# Small Creek, Big Dry Flies



## rapalahunter (Oct 13, 2007)

I fly fished for the first time yesterday. My brother (scientificangler) was showing me the ropes on how to throw big dries on a small stream. I caught more than my fair share of small brook trout. It was awesome.

Oh yeah,
Lucky crafts suck. :wink:


----------



## HighNDry (Dec 26, 2007)

Smart brother. Big dries in small lies, bring out fish just right for the fries! Keep tossing!


----------



## .45 (Sep 21, 2007)

rapalahunter said:


> I fly fished for the first time yesterday.
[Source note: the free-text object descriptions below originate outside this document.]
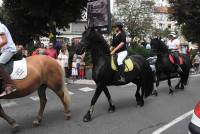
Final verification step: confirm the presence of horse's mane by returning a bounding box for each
[90,30,110,55]
[152,38,168,53]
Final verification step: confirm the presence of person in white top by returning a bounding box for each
[167,32,182,72]
[0,22,17,96]
[58,46,69,77]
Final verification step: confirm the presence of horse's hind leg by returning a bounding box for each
[167,74,174,95]
[102,86,115,113]
[0,104,20,133]
[33,85,47,127]
[55,86,71,120]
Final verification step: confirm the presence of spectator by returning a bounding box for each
[193,52,200,73]
[79,59,85,79]
[46,43,57,59]
[58,46,69,77]
[37,43,46,55]
[71,57,78,82]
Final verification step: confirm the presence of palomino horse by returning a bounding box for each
[76,27,154,122]
[0,55,71,132]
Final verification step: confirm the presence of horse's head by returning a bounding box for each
[150,38,167,54]
[76,26,96,55]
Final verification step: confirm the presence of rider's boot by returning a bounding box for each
[0,64,16,96]
[117,65,126,82]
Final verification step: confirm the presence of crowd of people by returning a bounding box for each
[31,42,86,81]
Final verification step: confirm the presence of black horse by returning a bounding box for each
[150,38,191,95]
[77,27,154,122]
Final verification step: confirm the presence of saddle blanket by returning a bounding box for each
[10,58,27,80]
[111,56,134,72]
[169,54,183,65]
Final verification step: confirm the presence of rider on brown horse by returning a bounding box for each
[0,22,17,96]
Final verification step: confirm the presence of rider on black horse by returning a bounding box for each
[0,22,17,96]
[166,32,182,72]
[110,22,127,82]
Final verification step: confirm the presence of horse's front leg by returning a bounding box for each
[83,84,103,122]
[0,104,20,133]
[167,74,174,95]
[102,86,115,113]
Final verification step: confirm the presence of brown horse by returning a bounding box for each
[0,55,71,133]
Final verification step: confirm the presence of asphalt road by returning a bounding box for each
[1,75,200,134]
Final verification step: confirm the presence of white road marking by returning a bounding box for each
[69,91,74,95]
[78,87,95,92]
[30,96,40,101]
[152,110,193,134]
[1,101,17,108]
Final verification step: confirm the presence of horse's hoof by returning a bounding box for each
[32,120,40,127]
[65,112,71,120]
[169,90,174,95]
[152,90,158,96]
[137,100,144,107]
[83,112,91,122]
[12,124,20,133]
[108,105,116,113]
[175,85,179,89]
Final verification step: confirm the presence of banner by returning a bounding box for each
[87,0,110,29]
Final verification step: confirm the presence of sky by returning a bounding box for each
[0,0,2,6]
[111,0,114,13]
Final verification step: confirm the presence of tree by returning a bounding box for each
[114,0,154,39]
[0,0,87,45]
[169,0,200,43]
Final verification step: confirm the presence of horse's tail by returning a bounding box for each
[181,54,191,85]
[141,60,154,98]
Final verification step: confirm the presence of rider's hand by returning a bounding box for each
[110,50,115,55]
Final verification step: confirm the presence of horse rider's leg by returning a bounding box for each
[135,83,143,106]
[167,74,174,95]
[102,86,115,113]
[33,85,47,127]
[83,84,103,122]
[55,86,71,120]
[0,104,20,133]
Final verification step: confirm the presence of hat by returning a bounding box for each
[168,32,177,38]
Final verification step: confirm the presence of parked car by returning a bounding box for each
[189,101,200,134]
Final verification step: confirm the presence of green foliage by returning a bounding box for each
[0,0,87,45]
[127,43,150,58]
[114,0,154,39]
[152,28,171,38]
[169,0,200,43]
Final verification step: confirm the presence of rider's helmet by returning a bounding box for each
[113,22,124,29]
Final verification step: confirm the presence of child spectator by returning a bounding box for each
[71,57,78,82]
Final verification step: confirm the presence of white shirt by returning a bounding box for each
[58,53,68,67]
[0,23,16,53]
[167,38,180,50]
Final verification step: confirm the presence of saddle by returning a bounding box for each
[169,53,183,65]
[111,55,134,72]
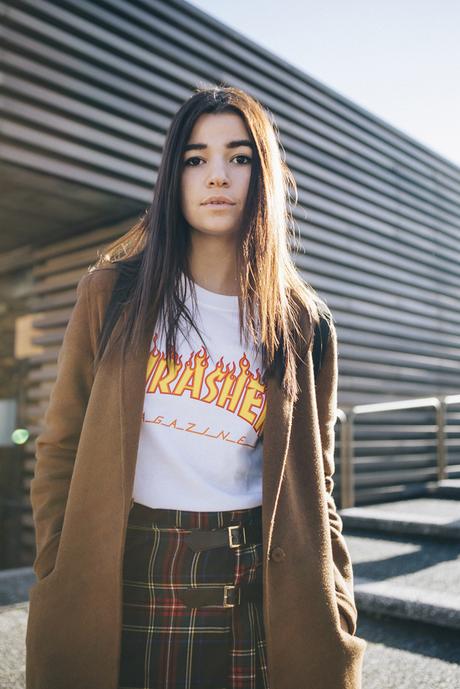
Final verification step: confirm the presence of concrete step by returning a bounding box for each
[344,526,460,631]
[355,577,460,630]
[340,497,460,540]
[432,478,460,499]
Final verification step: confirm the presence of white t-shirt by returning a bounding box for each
[132,273,266,510]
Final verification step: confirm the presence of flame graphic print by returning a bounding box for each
[143,332,266,446]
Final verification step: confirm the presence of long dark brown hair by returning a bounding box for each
[89,84,331,402]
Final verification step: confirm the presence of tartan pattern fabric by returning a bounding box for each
[118,502,269,689]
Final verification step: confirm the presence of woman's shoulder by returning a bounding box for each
[75,263,121,328]
[79,262,119,291]
[298,291,336,344]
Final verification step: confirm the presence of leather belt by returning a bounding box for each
[183,522,262,552]
[178,582,262,608]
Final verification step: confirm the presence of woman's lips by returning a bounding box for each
[203,202,235,209]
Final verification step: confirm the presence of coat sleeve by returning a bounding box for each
[30,272,96,581]
[315,318,358,636]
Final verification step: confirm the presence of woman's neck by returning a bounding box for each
[187,240,240,296]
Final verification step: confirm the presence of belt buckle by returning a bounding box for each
[228,524,245,548]
[223,584,240,607]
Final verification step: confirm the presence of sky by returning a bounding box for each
[188,0,460,169]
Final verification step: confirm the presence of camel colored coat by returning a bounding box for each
[25,265,367,689]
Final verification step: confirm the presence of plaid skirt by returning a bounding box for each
[117,501,269,689]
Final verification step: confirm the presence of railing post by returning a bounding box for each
[436,396,447,482]
[340,409,355,508]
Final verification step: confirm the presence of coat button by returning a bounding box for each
[270,546,285,562]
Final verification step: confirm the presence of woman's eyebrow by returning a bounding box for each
[183,139,254,153]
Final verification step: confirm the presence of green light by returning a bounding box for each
[11,428,30,445]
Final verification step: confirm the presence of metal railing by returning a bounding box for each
[337,394,460,508]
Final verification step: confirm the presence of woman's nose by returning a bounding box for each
[207,162,229,185]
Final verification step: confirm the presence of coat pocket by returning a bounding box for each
[334,595,368,651]
[337,624,368,653]
[28,562,60,604]
[32,531,62,582]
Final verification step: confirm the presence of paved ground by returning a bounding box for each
[0,601,27,689]
[356,611,460,689]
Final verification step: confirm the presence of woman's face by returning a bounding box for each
[180,111,253,240]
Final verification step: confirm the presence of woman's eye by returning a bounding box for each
[183,155,252,167]
[233,155,252,164]
[184,156,202,166]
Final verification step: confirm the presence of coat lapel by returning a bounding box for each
[119,330,294,546]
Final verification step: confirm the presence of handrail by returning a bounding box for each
[336,393,458,508]
[343,395,440,416]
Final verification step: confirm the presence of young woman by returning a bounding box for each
[26,86,366,689]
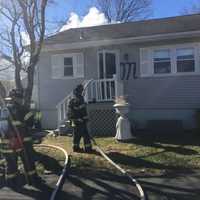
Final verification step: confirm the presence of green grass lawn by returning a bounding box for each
[35,132,200,176]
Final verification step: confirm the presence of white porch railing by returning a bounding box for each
[56,79,94,125]
[56,77,117,126]
[57,91,72,125]
[85,78,116,102]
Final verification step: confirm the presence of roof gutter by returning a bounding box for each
[42,30,200,52]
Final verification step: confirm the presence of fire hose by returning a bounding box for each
[34,144,70,200]
[36,139,145,200]
[90,136,146,200]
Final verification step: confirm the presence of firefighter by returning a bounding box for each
[34,110,42,131]
[0,89,39,186]
[28,103,42,132]
[0,104,13,185]
[67,84,93,153]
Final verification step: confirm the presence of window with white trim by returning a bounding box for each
[140,44,199,77]
[153,49,171,74]
[51,53,84,79]
[176,48,195,73]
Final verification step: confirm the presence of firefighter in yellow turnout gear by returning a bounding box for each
[0,89,39,187]
[67,84,93,153]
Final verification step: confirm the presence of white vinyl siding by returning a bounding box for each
[140,43,200,77]
[51,53,84,79]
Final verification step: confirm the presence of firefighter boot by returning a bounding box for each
[29,174,44,186]
[6,175,18,189]
[73,147,83,153]
[84,146,94,153]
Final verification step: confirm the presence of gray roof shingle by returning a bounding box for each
[45,14,200,45]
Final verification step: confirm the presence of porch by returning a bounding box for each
[56,77,120,135]
[56,49,124,134]
[85,77,116,103]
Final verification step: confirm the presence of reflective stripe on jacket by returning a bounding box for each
[23,137,32,142]
[35,112,42,121]
[12,120,23,127]
[24,112,34,121]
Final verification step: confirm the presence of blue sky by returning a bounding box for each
[48,0,199,22]
[152,0,198,18]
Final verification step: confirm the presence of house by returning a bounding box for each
[0,53,15,97]
[34,14,200,134]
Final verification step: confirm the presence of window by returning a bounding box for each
[52,53,84,79]
[64,57,73,76]
[140,44,199,77]
[153,50,171,74]
[176,48,195,73]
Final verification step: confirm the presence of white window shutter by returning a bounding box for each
[140,48,152,77]
[195,44,200,72]
[51,54,64,79]
[74,53,84,78]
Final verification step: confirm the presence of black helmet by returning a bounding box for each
[9,89,23,99]
[73,84,83,96]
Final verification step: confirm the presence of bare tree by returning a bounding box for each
[96,0,152,22]
[0,0,48,107]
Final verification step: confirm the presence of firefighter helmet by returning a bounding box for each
[73,84,84,96]
[9,89,23,99]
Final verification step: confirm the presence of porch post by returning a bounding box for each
[114,57,124,99]
[57,104,62,127]
[113,74,124,99]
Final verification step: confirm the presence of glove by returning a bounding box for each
[71,120,76,127]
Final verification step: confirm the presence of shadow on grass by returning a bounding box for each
[108,151,196,173]
[67,168,200,200]
[67,168,140,200]
[141,180,200,200]
[0,172,81,200]
[34,151,63,176]
[0,149,68,200]
[0,173,53,199]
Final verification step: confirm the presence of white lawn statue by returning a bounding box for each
[114,100,133,141]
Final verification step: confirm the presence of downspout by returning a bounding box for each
[115,50,124,98]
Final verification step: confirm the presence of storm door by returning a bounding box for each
[97,50,118,101]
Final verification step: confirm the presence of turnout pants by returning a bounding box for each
[3,148,36,186]
[23,136,36,176]
[4,150,18,184]
[1,134,37,186]
[19,127,37,179]
[73,123,92,151]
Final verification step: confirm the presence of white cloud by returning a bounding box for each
[60,7,108,32]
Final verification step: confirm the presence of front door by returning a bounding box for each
[98,50,118,79]
[97,50,119,100]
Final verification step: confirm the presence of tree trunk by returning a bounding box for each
[24,64,35,108]
[15,64,23,90]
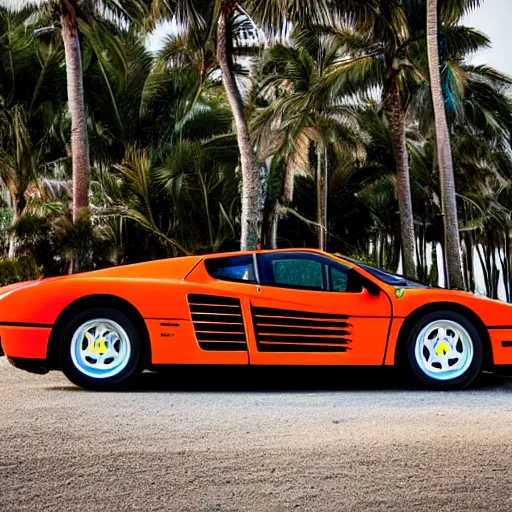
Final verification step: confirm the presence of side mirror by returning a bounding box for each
[350,269,381,296]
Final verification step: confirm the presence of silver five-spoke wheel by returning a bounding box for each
[70,318,132,379]
[414,319,474,381]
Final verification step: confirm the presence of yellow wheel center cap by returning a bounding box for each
[92,339,108,354]
[435,341,450,356]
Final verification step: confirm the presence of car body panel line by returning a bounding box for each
[182,256,206,281]
[0,322,53,328]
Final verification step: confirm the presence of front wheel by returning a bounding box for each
[406,311,483,389]
[59,307,144,390]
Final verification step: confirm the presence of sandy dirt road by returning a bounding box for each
[1,357,512,511]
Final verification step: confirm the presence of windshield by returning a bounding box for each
[339,256,420,287]
[356,262,409,286]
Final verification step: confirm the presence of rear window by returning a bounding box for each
[204,256,256,283]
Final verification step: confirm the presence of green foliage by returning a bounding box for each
[0,255,41,286]
[0,0,512,298]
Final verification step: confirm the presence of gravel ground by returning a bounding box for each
[2,357,512,511]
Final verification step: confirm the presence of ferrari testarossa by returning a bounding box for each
[1,249,511,390]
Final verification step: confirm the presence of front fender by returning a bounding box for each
[392,288,512,327]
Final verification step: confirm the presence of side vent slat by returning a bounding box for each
[252,305,352,353]
[190,304,242,314]
[191,313,243,323]
[188,294,247,352]
[257,326,351,336]
[254,316,351,328]
[194,323,246,333]
[257,343,348,353]
[189,295,241,306]
[253,307,349,320]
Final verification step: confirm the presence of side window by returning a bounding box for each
[205,256,256,283]
[257,253,360,292]
[330,265,363,293]
[258,254,326,290]
[330,266,349,292]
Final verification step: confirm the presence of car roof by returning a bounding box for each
[202,248,339,258]
[200,248,357,269]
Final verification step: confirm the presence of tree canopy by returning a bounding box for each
[1,0,512,299]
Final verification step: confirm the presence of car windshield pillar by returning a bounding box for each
[252,253,261,284]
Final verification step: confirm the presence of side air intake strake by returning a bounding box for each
[188,294,248,351]
[251,306,352,352]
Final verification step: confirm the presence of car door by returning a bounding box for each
[246,252,393,366]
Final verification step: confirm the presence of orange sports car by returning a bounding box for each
[1,248,511,390]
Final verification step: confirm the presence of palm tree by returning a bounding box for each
[168,0,330,250]
[353,105,424,274]
[0,8,68,255]
[58,0,90,221]
[305,1,424,278]
[253,40,364,249]
[5,0,146,222]
[215,3,264,250]
[409,2,512,288]
[311,0,494,281]
[426,0,464,288]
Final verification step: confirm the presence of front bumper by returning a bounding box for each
[0,324,51,364]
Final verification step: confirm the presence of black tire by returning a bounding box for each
[406,310,483,390]
[59,307,144,391]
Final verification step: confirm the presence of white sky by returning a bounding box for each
[464,0,512,75]
[146,21,177,54]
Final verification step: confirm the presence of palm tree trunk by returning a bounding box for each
[505,230,511,302]
[462,232,475,292]
[316,145,327,250]
[265,154,296,249]
[388,87,417,280]
[390,234,401,272]
[426,0,464,289]
[477,240,490,297]
[498,235,509,302]
[216,5,265,250]
[60,4,90,222]
[198,170,214,249]
[266,200,279,249]
[378,232,385,269]
[7,184,20,258]
[430,242,439,286]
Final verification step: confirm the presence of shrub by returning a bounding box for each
[0,255,42,287]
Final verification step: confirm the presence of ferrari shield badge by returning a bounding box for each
[395,288,404,299]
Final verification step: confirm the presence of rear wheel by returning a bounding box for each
[59,307,144,390]
[406,311,483,389]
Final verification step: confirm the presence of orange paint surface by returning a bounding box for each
[1,326,51,359]
[488,329,512,365]
[384,318,406,366]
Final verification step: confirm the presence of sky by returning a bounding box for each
[464,0,512,75]
[1,0,507,72]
My brother (scientificangler) was showing me the ropes on how to throw big dries on a small stream. I caught more than my fair share of small brook trout. It was awesome.
> 
> Oh yeah,
> *Lucky crafts suck.* :wink:


 :shock: :shock: :shock:


----------



## Nor-tah (Dec 16, 2007)

Haha I heard it was Epic. Tell me you took a camera!!


----------



## orvis1 (Sep 7, 2007)

Dude, dry dropper rules, I thought you didn't have time to fish anymore DR Raplahunter?


----------



## scientificangler (Aug 13, 2008)

No camera. Unfortunate because a picture of me stuck in mud up to my belly button would have been awesome. I should be more careful when walking around in old beaver dams!


----------



## Nor-tah (Dec 16, 2007)

All part of the adventure!! Lets give the brooks a break and go chase some grayling soon!


----------



## FishMogul (Sep 8, 2007)

scientificangler said:


> No camera. Unfortunate because a picture of me stuck in mud up to my belly button would have been awesome. I should be more careful when walking around in old beaver dams!


awesome !!!


----------



## Nueces (Jul 22, 2008)

Sounds like a good trip. I hate mud!


----------



## deadicatedweim (Dec 18, 2007)

I love lamp


----------



## cheech (Sep 25, 2007)

fly fishing is overrated.


----------



## Nor-tah (Dec 16, 2007)

cheech said:


> fly fishing is overrated.


 :lol: :lol: :lol:


----------



## troutscout (Feb 12, 2009)

Who said grayling?? I'm in!


----------



## tuffluckdriller (May 27, 2009)

Keep all the grayling you can. What a boring fish...


----------



## Nor-tah (Dec 16, 2007)

troutscout said:


> Who said grayling?? I'm in!


Were going the 8th of July. PM me if your interested. Uintas one day trip. Never caught one so we will see how boring it can be. :lol:


----------



## Chaser (Sep 28, 2007)

tuffluckdriller said:


> Keep all the grayling you can. What a boring fish...


+1 Been there, done that... over it. :|


----------